Generaly:
Given a set of n data points x1...xn, y1...yn, with corresponding z1...zn and degree p, find a polynomial of degree p that fits the data with a minimal error in the least squares sense.
In my case, I need to find a polynomial of 3rd and 4th degree. I've started to do it just like in the article: Interpolation of 3D Surfaces for Contact Modeling page 10-11, formulas (2.7 - 2.9).
But I'm stack on the formula (2.7) and my question is: what will be the correct representation of this formula in reference to 3rd and 4th degree?

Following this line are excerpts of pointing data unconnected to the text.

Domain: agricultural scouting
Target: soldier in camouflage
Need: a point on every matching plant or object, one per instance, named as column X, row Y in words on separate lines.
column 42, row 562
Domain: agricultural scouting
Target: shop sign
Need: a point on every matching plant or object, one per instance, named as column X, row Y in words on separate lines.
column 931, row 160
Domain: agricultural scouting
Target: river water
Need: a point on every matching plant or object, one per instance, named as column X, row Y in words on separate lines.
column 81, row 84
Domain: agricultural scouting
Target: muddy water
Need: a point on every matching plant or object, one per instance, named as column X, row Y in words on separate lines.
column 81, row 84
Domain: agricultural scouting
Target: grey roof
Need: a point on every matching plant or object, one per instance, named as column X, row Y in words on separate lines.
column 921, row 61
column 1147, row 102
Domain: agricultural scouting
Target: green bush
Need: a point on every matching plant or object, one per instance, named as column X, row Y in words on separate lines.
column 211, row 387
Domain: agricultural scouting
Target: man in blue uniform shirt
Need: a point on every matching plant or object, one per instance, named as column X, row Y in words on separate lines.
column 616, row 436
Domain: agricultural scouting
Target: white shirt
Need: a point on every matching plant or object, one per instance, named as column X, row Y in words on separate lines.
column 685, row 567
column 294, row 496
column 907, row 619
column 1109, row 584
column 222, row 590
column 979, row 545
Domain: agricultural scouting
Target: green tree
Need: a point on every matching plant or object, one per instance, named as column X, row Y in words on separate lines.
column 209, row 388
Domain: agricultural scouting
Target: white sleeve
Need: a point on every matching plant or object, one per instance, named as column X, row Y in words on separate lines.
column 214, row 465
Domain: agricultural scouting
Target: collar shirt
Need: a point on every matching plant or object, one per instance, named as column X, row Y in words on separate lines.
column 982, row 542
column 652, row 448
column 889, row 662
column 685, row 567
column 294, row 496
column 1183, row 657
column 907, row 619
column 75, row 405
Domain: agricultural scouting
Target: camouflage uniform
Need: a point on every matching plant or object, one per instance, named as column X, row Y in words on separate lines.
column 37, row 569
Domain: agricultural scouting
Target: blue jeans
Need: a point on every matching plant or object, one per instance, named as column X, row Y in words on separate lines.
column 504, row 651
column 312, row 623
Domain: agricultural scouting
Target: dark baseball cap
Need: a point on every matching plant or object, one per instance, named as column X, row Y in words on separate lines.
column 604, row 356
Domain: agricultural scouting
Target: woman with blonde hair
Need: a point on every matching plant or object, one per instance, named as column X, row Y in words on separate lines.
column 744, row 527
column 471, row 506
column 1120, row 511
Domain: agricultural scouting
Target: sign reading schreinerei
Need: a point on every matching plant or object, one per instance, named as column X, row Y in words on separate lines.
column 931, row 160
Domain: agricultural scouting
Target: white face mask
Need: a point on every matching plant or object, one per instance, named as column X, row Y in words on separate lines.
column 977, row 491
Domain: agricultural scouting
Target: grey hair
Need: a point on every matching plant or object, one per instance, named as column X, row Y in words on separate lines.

My first idea (for 3rd degree) was:
$z = a_1 + a_2x + a_3y + a_4xy + a_5x^2y + a_6xy^2 + a_7x^2y^2 + a_8x^3y^2 + a_9x^2y^3 + a_{10} x^3y^3 $
But it doesn't fit with with general formula (2.7), where at the end is:
$ ... +a_{(2p+2)}x^py^p $
So, for $ p = 3 $ it should ended with $ ... + a_8x^3y^3 $,
and for $ p = 4 $ it should be ended with $ ... + a_{10}x^4y^4 $
In my further work I will be using a Vandermonde Matrix to calculate it in my own application, so Matlab solutions is not helpful here.
Okay, for those it may concern - the resolution of my question is:
When $ p = 3 $, the matrix for i-th row is:
$$ \begin{matrix} 1 & x_i & y_i & x_{i}^2 & x_iy_i & y_{i}^2 & x_{i}^3 & x_{i}^2y_i & x_iy_i^2 & y_i^3 \\ \end{matrix} $$
the formula is:
$ z=a_1+a_2x+a_3y+a_4x^2+a_5xy+a_6y^2+a_7x^3+a_8x^2y+a_9xy^2+a_{10}y^3 $
And for $ p = 4 $, the matrix for i-th row is:
$$ \begin{matrix} 1 & x_i & y_i & x_{i}^2 & x_iy_i & y_{i}^2 & x_{i}^3 & x_{i}^2y_i & x_iy_i^2 & y_i^3 & x_i^4 & x_i^3y_i & x_iy_i^3 & y_i^4 \\ \end{matrix} $$
the formula is:
$ z=a_1+a_2x+a_3y+a_4x^2+a_5xy+a_6y^2+a_7x^3+a_8x^2y+a_9xy^2+a_{10}y^3+a_{11}x^4+a_{12}x^3y+a_{13}x^2y^2+a_{14}xy^3+a_{15}y^4 $
I hope that this will be helpful for somebody in the future.